Less risk with foreign bonds

Foreign bond funds are ideal for investors seeking income and diversification. Foreign bond funds, as their name suggests, invest in bonds that pay their interest and principal in a currency other your home currency. Foreign government and corporations issue these bonds.

A foreign bond receives interest and generates income for investors, just like a domestic bond. It will fluctuate in value - declining when interest rates go up, and increasing when interest rate go down. Foreign bonds will also increase and decrease in value when their currency changes relative to your home currency. Investors should consider foreign bonds as an excellent investment alternative.

Why are foreign bond funds worth considering? They offer excellent diversification and return potential.

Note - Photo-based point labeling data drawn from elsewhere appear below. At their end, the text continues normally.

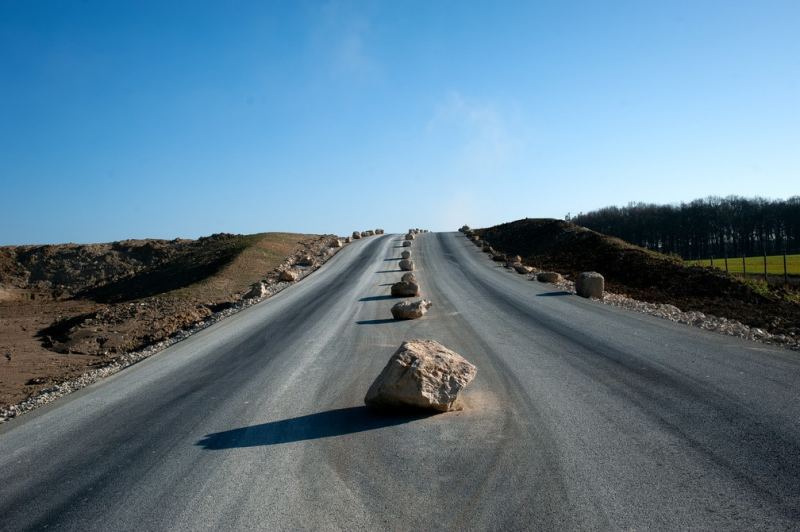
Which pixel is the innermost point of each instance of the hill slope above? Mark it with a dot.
(643, 274)
(65, 308)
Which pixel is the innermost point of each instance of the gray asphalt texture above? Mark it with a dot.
(582, 416)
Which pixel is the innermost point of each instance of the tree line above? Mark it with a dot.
(709, 227)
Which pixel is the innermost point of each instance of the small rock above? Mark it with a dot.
(522, 269)
(406, 265)
(410, 310)
(421, 374)
(405, 289)
(548, 277)
(305, 260)
(257, 291)
(288, 275)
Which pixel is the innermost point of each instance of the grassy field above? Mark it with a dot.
(755, 265)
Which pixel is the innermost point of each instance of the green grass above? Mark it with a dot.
(755, 265)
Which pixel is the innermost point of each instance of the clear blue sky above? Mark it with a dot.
(166, 119)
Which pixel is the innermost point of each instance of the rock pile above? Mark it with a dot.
(421, 374)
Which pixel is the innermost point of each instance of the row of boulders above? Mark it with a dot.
(421, 374)
(588, 284)
(408, 285)
(364, 234)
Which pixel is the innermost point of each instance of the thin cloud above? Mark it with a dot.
(480, 138)
(342, 36)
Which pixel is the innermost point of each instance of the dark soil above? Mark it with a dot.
(642, 274)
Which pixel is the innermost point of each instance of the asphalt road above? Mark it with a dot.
(582, 416)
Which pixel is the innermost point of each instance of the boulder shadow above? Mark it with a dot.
(376, 322)
(377, 298)
(310, 427)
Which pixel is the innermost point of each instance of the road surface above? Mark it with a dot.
(582, 416)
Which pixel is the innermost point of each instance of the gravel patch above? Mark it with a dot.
(707, 322)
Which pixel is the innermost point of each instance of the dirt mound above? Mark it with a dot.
(643, 274)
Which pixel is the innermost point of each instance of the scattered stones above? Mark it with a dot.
(257, 291)
(288, 276)
(411, 310)
(590, 284)
(405, 289)
(406, 265)
(548, 277)
(421, 374)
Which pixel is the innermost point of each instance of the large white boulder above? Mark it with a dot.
(411, 310)
(590, 284)
(421, 374)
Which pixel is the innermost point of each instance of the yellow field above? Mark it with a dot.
(755, 265)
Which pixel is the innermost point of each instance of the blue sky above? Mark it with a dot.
(167, 119)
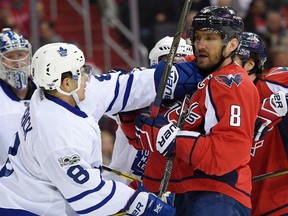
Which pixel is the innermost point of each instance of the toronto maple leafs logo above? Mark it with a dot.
(230, 79)
(62, 52)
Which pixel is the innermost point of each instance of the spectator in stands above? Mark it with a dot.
(255, 18)
(48, 33)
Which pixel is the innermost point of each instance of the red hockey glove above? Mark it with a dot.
(271, 112)
(145, 203)
(128, 126)
(156, 133)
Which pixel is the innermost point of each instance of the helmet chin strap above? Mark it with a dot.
(75, 97)
(217, 65)
(73, 92)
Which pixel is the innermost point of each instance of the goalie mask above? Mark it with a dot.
(163, 47)
(52, 60)
(15, 58)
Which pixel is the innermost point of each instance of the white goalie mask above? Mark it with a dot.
(52, 60)
(163, 47)
(15, 58)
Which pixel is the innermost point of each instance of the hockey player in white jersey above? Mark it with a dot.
(126, 158)
(54, 166)
(16, 87)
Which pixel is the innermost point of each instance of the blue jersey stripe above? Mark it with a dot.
(128, 90)
(116, 93)
(80, 196)
(102, 203)
(15, 212)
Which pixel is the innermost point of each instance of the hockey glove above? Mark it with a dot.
(145, 203)
(183, 78)
(128, 126)
(156, 133)
(271, 112)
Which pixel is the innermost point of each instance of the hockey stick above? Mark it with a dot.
(161, 88)
(157, 102)
(124, 175)
(269, 175)
(170, 160)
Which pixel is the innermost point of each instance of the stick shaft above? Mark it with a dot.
(269, 175)
(161, 88)
(124, 175)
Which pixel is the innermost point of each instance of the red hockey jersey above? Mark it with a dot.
(270, 196)
(223, 110)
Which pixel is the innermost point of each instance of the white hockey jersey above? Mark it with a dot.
(54, 166)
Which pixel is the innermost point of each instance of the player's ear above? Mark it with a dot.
(65, 84)
(249, 65)
(233, 44)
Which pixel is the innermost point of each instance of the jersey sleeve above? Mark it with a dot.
(114, 92)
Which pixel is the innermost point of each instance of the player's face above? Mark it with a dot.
(208, 48)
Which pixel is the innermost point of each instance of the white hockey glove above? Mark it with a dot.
(145, 203)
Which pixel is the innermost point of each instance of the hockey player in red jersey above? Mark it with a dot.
(210, 175)
(270, 152)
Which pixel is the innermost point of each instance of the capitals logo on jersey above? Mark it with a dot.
(173, 113)
(228, 80)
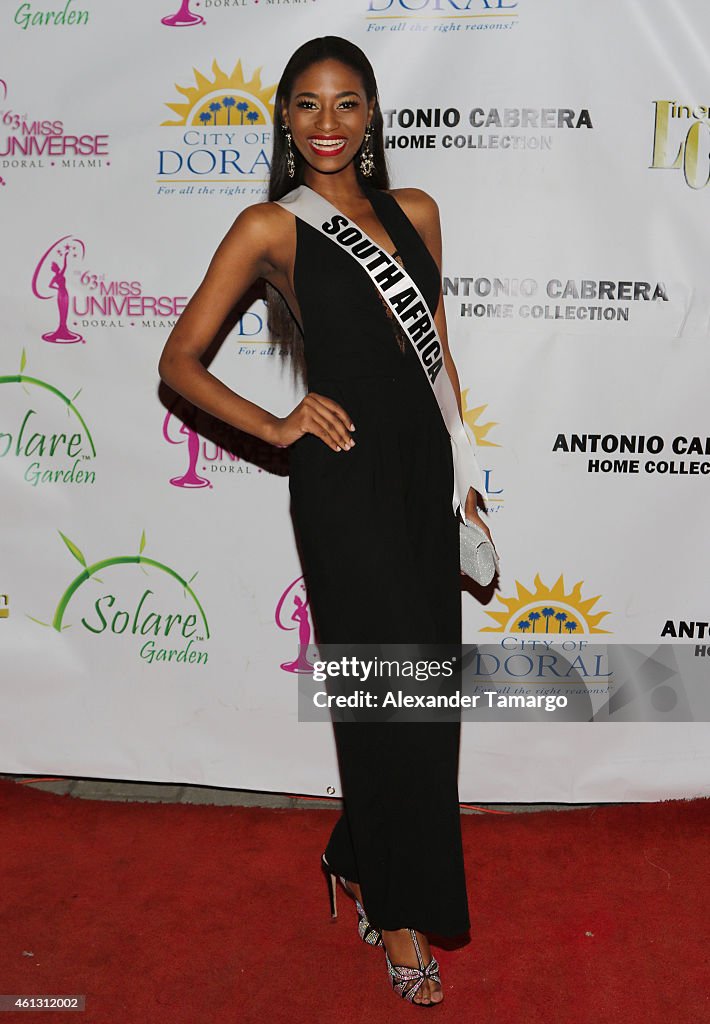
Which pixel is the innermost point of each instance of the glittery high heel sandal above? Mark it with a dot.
(403, 976)
(367, 932)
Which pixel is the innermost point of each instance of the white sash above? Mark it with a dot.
(404, 298)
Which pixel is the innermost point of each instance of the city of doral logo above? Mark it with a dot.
(31, 431)
(140, 601)
(547, 610)
(222, 132)
(681, 141)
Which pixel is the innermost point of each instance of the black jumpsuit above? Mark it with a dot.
(379, 544)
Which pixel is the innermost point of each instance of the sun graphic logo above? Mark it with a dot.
(547, 610)
(140, 598)
(225, 124)
(224, 99)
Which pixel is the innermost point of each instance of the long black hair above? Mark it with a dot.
(282, 326)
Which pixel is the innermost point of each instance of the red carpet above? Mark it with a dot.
(168, 912)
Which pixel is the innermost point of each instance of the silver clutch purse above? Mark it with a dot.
(478, 559)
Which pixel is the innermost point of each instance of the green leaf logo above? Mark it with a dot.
(73, 548)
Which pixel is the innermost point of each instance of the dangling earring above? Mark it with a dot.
(367, 161)
(290, 160)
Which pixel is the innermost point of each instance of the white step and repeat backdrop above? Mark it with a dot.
(152, 596)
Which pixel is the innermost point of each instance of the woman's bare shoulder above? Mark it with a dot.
(262, 228)
(419, 206)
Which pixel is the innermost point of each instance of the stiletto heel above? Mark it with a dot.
(367, 932)
(332, 886)
(402, 975)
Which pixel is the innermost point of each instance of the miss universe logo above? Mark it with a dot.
(91, 297)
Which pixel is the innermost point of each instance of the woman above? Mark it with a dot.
(371, 478)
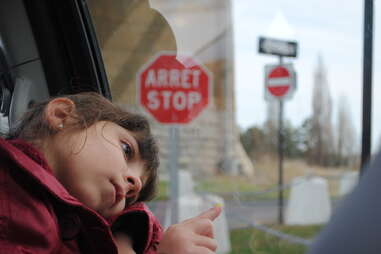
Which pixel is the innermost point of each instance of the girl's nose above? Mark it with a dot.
(134, 185)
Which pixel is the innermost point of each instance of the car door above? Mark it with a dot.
(47, 48)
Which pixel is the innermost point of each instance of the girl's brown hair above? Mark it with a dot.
(90, 108)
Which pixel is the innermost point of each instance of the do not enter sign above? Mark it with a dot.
(171, 92)
(279, 81)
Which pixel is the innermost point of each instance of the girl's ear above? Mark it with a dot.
(58, 111)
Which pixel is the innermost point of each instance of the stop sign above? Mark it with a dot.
(172, 92)
(279, 81)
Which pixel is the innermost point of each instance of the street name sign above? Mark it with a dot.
(277, 47)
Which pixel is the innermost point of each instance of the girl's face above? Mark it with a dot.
(100, 166)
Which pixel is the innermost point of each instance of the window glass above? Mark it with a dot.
(201, 57)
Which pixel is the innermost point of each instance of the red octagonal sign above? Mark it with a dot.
(173, 92)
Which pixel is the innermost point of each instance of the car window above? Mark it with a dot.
(223, 104)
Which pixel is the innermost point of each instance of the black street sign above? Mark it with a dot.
(277, 47)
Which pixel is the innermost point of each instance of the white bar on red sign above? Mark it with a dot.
(278, 81)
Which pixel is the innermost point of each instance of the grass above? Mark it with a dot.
(266, 178)
(247, 241)
(228, 186)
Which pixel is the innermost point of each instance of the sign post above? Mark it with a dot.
(280, 84)
(173, 93)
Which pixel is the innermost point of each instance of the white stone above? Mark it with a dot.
(347, 182)
(309, 202)
(221, 229)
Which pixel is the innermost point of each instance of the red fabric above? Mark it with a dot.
(38, 215)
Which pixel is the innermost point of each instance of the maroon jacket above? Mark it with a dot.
(38, 215)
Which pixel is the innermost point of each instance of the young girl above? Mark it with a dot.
(73, 176)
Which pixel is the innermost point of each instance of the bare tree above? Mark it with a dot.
(346, 136)
(321, 142)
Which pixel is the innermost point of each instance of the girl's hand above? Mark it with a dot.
(124, 243)
(191, 236)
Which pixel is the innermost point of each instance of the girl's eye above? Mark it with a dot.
(127, 149)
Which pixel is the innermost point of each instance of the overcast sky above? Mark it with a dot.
(333, 29)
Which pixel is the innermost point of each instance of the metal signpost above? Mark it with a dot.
(280, 84)
(174, 94)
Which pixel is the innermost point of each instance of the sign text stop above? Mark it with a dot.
(171, 92)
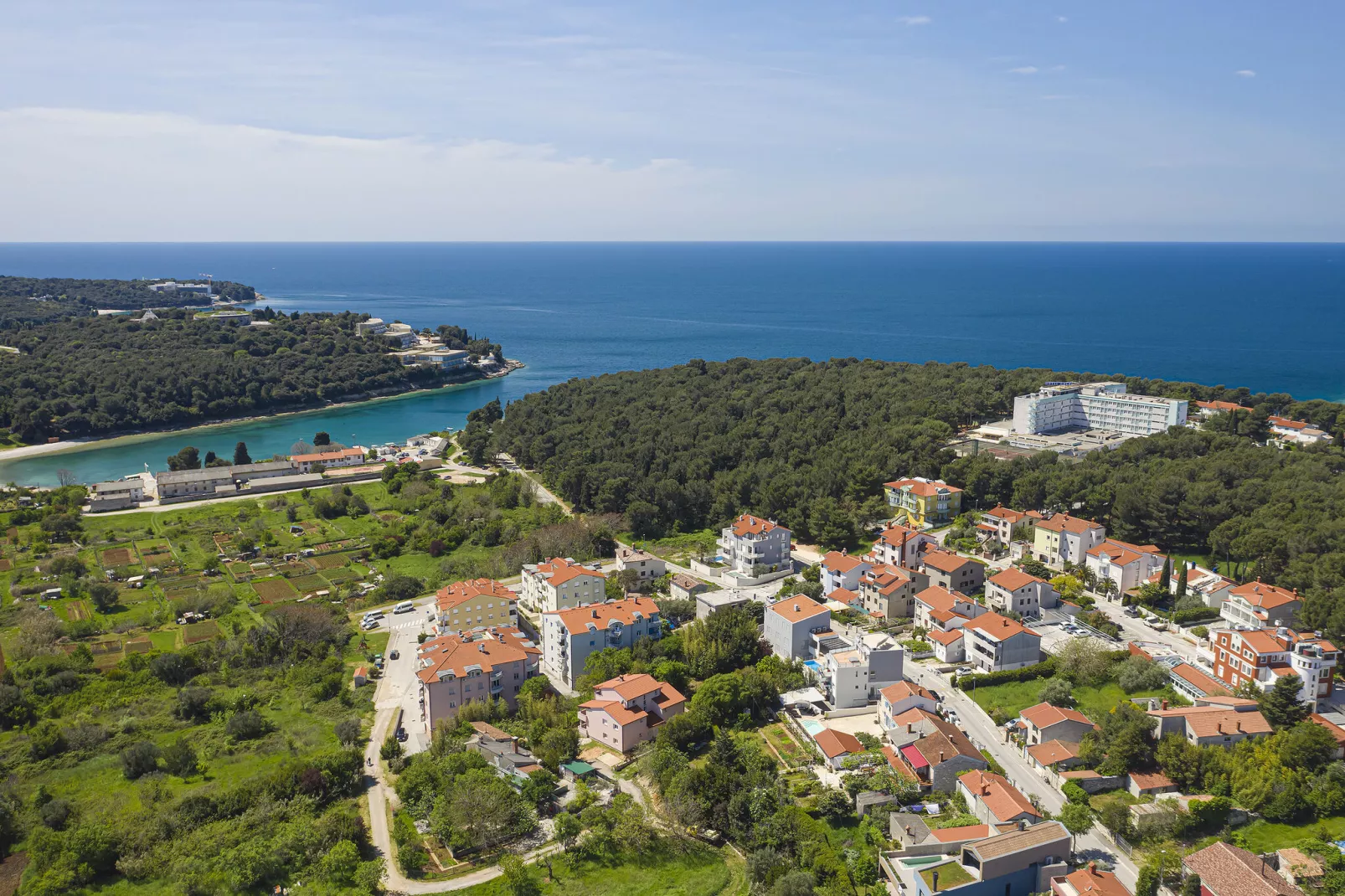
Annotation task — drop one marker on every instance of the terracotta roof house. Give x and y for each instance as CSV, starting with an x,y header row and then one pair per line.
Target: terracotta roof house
x,y
1229,871
627,711
994,801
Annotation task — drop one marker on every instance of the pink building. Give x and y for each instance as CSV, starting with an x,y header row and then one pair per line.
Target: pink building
x,y
477,665
626,711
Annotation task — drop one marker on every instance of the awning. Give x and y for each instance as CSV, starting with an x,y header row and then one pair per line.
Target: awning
x,y
914,756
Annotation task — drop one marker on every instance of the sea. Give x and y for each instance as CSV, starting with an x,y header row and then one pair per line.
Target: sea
x,y
1269,317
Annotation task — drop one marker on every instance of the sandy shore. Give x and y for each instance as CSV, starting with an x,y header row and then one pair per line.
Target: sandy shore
x,y
71,444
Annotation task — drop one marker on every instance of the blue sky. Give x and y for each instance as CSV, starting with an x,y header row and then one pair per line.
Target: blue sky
x,y
672,121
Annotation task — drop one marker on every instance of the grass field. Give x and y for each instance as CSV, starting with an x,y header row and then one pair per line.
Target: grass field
x,y
703,872
1095,703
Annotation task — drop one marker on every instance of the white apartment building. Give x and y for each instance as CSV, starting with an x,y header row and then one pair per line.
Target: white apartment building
x,y
1095,405
561,583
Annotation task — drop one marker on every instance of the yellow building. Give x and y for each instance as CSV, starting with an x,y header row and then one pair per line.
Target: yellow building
x,y
923,503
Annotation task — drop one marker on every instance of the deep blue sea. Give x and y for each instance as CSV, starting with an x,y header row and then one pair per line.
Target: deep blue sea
x,y
1262,315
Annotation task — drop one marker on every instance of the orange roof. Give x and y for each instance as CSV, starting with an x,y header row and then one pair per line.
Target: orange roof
x,y
561,569
328,455
750,525
577,619
965,832
1090,882
998,627
1000,512
1227,723
946,561
1045,716
841,563
1260,594
1013,579
1001,798
463,591
945,636
923,489
798,608
1054,751
903,689
837,743
483,649
1064,523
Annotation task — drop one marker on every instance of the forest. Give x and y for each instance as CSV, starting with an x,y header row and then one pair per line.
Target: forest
x,y
27,301
97,376
810,444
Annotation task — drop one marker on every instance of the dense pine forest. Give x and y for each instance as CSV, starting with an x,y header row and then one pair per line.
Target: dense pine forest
x,y
97,376
24,301
810,444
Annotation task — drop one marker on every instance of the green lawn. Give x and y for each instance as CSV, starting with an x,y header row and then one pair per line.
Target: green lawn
x,y
950,875
1016,696
703,872
1263,836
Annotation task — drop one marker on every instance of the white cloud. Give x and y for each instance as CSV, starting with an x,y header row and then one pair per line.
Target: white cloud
x,y
157,177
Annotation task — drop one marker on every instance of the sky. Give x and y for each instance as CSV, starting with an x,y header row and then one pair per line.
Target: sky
x,y
743,120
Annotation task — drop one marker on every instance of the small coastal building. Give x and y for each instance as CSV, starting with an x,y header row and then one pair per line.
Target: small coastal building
x,y
477,601
923,503
754,545
791,623
561,583
570,636
645,564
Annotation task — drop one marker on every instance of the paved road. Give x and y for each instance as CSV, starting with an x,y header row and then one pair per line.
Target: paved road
x,y
1021,775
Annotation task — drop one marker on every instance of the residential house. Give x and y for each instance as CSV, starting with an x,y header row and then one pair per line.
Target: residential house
x,y
903,547
1296,432
996,642
561,584
914,724
843,571
939,758
952,572
901,698
949,646
1007,526
479,665
645,564
939,608
1044,723
993,800
1258,605
923,503
1229,871
1089,882
330,459
570,636
754,545
1013,590
1060,537
683,587
1054,754
1122,563
1263,656
1010,864
837,745
888,591
477,601
791,623
627,711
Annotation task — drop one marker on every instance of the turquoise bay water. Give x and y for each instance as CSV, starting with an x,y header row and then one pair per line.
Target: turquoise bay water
x,y
1260,315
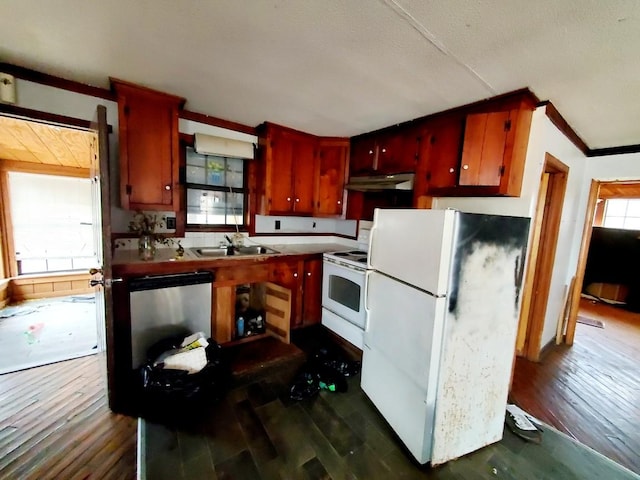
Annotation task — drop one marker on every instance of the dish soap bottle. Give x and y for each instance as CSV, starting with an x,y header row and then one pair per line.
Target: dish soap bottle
x,y
240,327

  1. Foreign bonds funds are poorly correlated with other investment categories.Thus, foreign bonds make a great addition to a portfolio; they ill reduce the risk and provide opportunities to adjust your investment mix between bonds and equities.
  2. Foreign bond funds are unique because they have the ability to invest throughout the world. To find bonds with higher returns investors should consider foreign bonds, which do offer higher returns than their domestic counterparts.
  3. Changes in currency can boost returns. Since foreign bond funds invest in bonds of other countries, they will in turn invest in other currencies. This risk and opportunity is higher for foreign bonds because a larger portion of the bond's return is derived from changes in currency. A good foreign bond manager will add value in the fund by capitalizing on both currency and bond opportunities.